Blunk adorned the handful of ceramics on view at Kasmin with just a few drippy marks: blue circles or lines, yellow shading, the odd hit of gold. Tantric paintings may come to mind, or the loosest pictures of Ha Chong-Hyun and his Dansaekhwa peers. These works evince the sensation of an artist having a very good time. You will want to see more of them.

And so, mercifully, there is an essential new book, edited by Blunk’s daughter, Mariah Nielson, and the design collective Åbäke, which includes photographs of Blunk’s art, the artist working with his chainsaw and the home he built, piece by piece, in the woods, as well as illuminating texts, including a Lucy Lippard essay and a biographical overview by Louise Allison Cort, curator emerita of ceramics at the Freer/Sackler Galleries in Washington, D.C., that charts his path and describes that fateful encounter in Tokyo.

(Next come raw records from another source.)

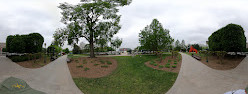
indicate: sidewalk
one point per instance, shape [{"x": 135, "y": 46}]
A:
[
  {"x": 54, "y": 78},
  {"x": 197, "y": 78}
]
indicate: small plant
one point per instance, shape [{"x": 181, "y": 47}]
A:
[
  {"x": 167, "y": 66},
  {"x": 85, "y": 69},
  {"x": 96, "y": 64},
  {"x": 160, "y": 66},
  {"x": 80, "y": 66},
  {"x": 102, "y": 62},
  {"x": 104, "y": 66},
  {"x": 84, "y": 62},
  {"x": 109, "y": 63},
  {"x": 152, "y": 63},
  {"x": 174, "y": 66},
  {"x": 76, "y": 61}
]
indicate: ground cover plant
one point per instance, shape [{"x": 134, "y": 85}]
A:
[{"x": 131, "y": 77}]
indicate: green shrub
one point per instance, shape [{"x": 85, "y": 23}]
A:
[
  {"x": 85, "y": 69},
  {"x": 160, "y": 66},
  {"x": 96, "y": 64},
  {"x": 167, "y": 66},
  {"x": 80, "y": 66},
  {"x": 174, "y": 66},
  {"x": 104, "y": 66},
  {"x": 109, "y": 63},
  {"x": 102, "y": 62}
]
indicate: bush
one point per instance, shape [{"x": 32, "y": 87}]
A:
[
  {"x": 174, "y": 66},
  {"x": 104, "y": 66},
  {"x": 80, "y": 66},
  {"x": 167, "y": 66},
  {"x": 86, "y": 69},
  {"x": 230, "y": 38},
  {"x": 160, "y": 66},
  {"x": 109, "y": 63}
]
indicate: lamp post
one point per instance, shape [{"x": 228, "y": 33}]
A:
[{"x": 45, "y": 53}]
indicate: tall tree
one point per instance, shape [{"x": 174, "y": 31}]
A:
[
  {"x": 154, "y": 37},
  {"x": 90, "y": 20},
  {"x": 116, "y": 43},
  {"x": 230, "y": 38}
]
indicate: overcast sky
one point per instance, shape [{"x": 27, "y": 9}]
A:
[{"x": 191, "y": 20}]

Ceramics by J.B. Blunk. Courtesy J.B. Blunk Collection and Kasmin

What would have happened if Blunk had not met Noguchi? One suspects that he would have still found a way forward. He was clearly indefatigable, always on the hunt for new ways to experiment with the materials he salvaged. (Though, as it was, it was not always easy for him: in a 1970 ABC documentary profile, posted on Kasmin’s site, he talks about having contemplated suicide, rejecting it only thanks to his drive to keep working.)

Today, success for artists too often requires following a predictable trajectory (credentials from certain schools, the approval of select curators, an instantly recognisable brand), which encourages conformity. Blunk’s life and art propose a profoundly different approach, crossing disciplines, mediums, and continents. The surfaces of some of his objects are still rough. They have also proved to be enduring.

‘JB Blunk’ is at Kasmin, New York, until 7 November.